The AFP photo was taken at a newsstand, and the content in the fireplace is obscured by what looks like a piece of metal that wraps around the stack of magazines on the shelf (attached is the original file that I blew up that detail). The content doesn’t appear altered to me.”

The sentence deleted from the text was edited out by the copy desk to make the item fit. One could argue that a longer story was warranted. But once the decision was made to include the item in the political digest, it needed to be edited to just a few paragraphs. (Four paragraphs is a very long brief.)

All in all, I think the photo and item fully conveyed the controversy over the satirical magazine cover.

Here’s a Washington Post piece on the controversy.

6 comments

Comments are closed.

He is right about the metal, but it is clear that Getty Images intentionally obsured the photo as to not show the full image. If one did not see the original photo, I could see how you wouldn’t know the difference. It’s kind of funny how the PD also eliminated the words, but I am sure that might have been a case of the right hand not knowing what the left hand was doing. Perhaps the copy editor thought it was going to show in the picture used by the editor and the words then would obviously have been redundant.

A better job of overall editing would have caught the error.

— A CENTRIST
9:04 pm July 15th, 2008

Given that this particular piece of “satire” has been given as much press and media coverage as it has, the point is moot.

I would be more interested in the fallout for the New Yorker — ie how many of their readership took issue with it and are now cancelling their subscriptions. That might be a story worth following up.

— RHarnack
3:16 pm July 16th, 2008

RH - yeah, it’s kind of funny how the lefties who read The New Yorker don’t think comedy is so funny when the tables are turned.

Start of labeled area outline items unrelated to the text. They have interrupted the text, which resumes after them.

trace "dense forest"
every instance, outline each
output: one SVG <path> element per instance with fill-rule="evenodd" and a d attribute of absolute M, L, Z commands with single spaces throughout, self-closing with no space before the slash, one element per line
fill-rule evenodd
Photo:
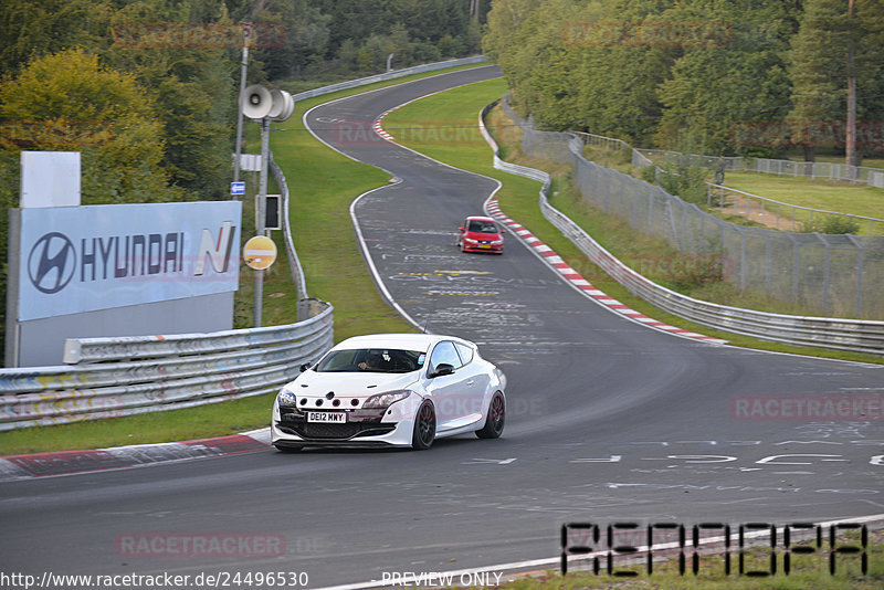
<path fill-rule="evenodd" d="M 0 333 L 23 149 L 82 154 L 84 204 L 227 198 L 242 23 L 250 83 L 475 54 L 470 0 L 0 2 Z"/>
<path fill-rule="evenodd" d="M 853 78 L 856 156 L 884 147 L 883 0 L 494 0 L 483 44 L 549 129 L 813 159 Z"/>

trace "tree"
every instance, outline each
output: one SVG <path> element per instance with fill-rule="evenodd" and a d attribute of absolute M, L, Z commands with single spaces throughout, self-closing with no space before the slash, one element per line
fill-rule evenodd
<path fill-rule="evenodd" d="M 180 197 L 159 166 L 165 141 L 154 102 L 134 76 L 101 65 L 97 55 L 71 50 L 32 60 L 0 85 L 0 117 L 20 129 L 4 150 L 82 151 L 84 203 Z"/>
<path fill-rule="evenodd" d="M 844 118 L 845 55 L 849 34 L 846 3 L 841 0 L 807 0 L 798 34 L 789 52 L 792 82 L 793 136 L 804 148 L 804 159 L 814 160 L 814 143 L 802 138 L 802 128 L 818 122 Z"/>
<path fill-rule="evenodd" d="M 790 84 L 783 59 L 797 28 L 785 2 L 695 0 L 666 11 L 673 23 L 722 24 L 720 35 L 685 44 L 656 89 L 663 117 L 656 145 L 681 151 L 734 154 L 735 126 L 781 120 Z M 703 31 L 703 29 L 701 29 Z"/>

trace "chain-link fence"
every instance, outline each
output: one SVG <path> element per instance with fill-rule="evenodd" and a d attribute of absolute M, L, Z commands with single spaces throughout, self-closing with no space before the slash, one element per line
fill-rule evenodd
<path fill-rule="evenodd" d="M 846 164 L 828 161 L 792 161 L 770 158 L 743 158 L 702 156 L 699 154 L 682 154 L 662 149 L 638 149 L 649 161 L 678 162 L 701 168 L 715 168 L 725 165 L 725 170 L 743 170 L 767 175 L 803 177 L 813 180 L 846 180 L 863 182 L 884 189 L 884 170 L 867 166 L 848 166 Z"/>
<path fill-rule="evenodd" d="M 523 127 L 524 154 L 575 167 L 592 206 L 680 252 L 720 256 L 724 280 L 741 291 L 790 302 L 821 315 L 884 318 L 884 235 L 792 233 L 737 225 L 650 185 L 588 161 L 573 134 L 538 131 L 502 102 Z"/>

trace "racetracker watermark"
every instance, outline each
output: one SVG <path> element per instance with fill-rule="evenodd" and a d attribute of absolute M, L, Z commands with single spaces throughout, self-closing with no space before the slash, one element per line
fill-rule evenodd
<path fill-rule="evenodd" d="M 377 146 L 385 141 L 381 128 L 373 120 L 332 122 L 334 140 L 341 146 Z M 383 131 L 399 144 L 486 145 L 476 125 L 440 125 L 410 122 L 398 126 L 385 126 Z"/>
<path fill-rule="evenodd" d="M 114 138 L 114 125 L 104 120 L 0 120 L 0 141 L 21 148 L 101 146 Z"/>
<path fill-rule="evenodd" d="M 856 147 L 883 149 L 884 122 L 856 123 Z M 744 120 L 730 125 L 730 143 L 737 147 L 843 147 L 848 124 L 843 120 Z"/>
<path fill-rule="evenodd" d="M 723 48 L 734 32 L 727 22 L 571 21 L 562 39 L 577 48 Z"/>
<path fill-rule="evenodd" d="M 844 533 L 859 533 L 859 544 L 839 538 Z M 829 540 L 828 551 L 823 551 L 823 536 Z M 808 542 L 799 545 L 802 538 Z M 746 551 L 753 545 L 753 539 L 758 539 L 755 545 L 767 546 L 767 555 L 753 557 Z M 568 573 L 569 565 L 578 559 L 588 562 L 597 576 L 606 572 L 631 578 L 638 577 L 641 568 L 617 568 L 644 561 L 645 573 L 651 576 L 655 557 L 676 557 L 680 575 L 684 576 L 690 568 L 694 576 L 698 576 L 699 556 L 715 552 L 719 554 L 720 562 L 705 563 L 703 567 L 714 568 L 716 571 L 713 573 L 730 576 L 732 550 L 736 549 L 738 576 L 789 576 L 797 565 L 796 560 L 803 562 L 808 556 L 815 556 L 817 563 L 828 566 L 831 575 L 848 567 L 854 569 L 851 565 L 857 565 L 859 572 L 865 576 L 869 572 L 867 547 L 869 528 L 857 523 L 832 524 L 828 527 L 791 523 L 781 528 L 771 523 L 747 523 L 738 527 L 726 523 L 702 523 L 688 527 L 677 523 L 646 526 L 638 523 L 568 523 L 561 525 L 560 563 L 562 575 Z M 823 559 L 820 560 L 819 556 Z"/>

The GOP is just used to it. What thin skin they have now.

— A CENTRIST
7:56 pm July 16th, 2008

From the looks of it, only a dromedary.

— EJ Rotert
8:49 pm July 16th, 2008

A Centrist,

There’s a difference between comedy (ref., the Onion) and overt intent to disperse knowingly false information for character assassination. In the biz, knowingly putting out false information for this purpose is called LIBEL (ref. journalism law). I don’t care what the bigs at the New Yorker say. That cartoon was not intended as satire. They’re CTOAs.

— EJ Rotert
9:01 pm July 16th, 2008

Centrist, I suppose you think there is some sort of equivalency between the Obama cover and the post Katrina cover depicting the Bush Cabinet room flooded. There might have been equivalency if Bush and Cheney were depicted wearing KKK Hoods or some such obscenity.

However, as a general principle, I feel such “satire” as the Obama cover, regardless of orientation, is unprincipled character assassination hiding behind the thin veil of “humor”. Context is everything I guess when it comes to such tripe as the New Yorker purveyed with the cover — imagine the uproar if this cartoon had appeared on the cover of some “white power” magazine.

No, for me it is not a matter of being thin skinned, it is a matter of a poorly thought out and executed cover conveying the host of lies spread about Senator Obama on a national magazine for “New Yorkers”.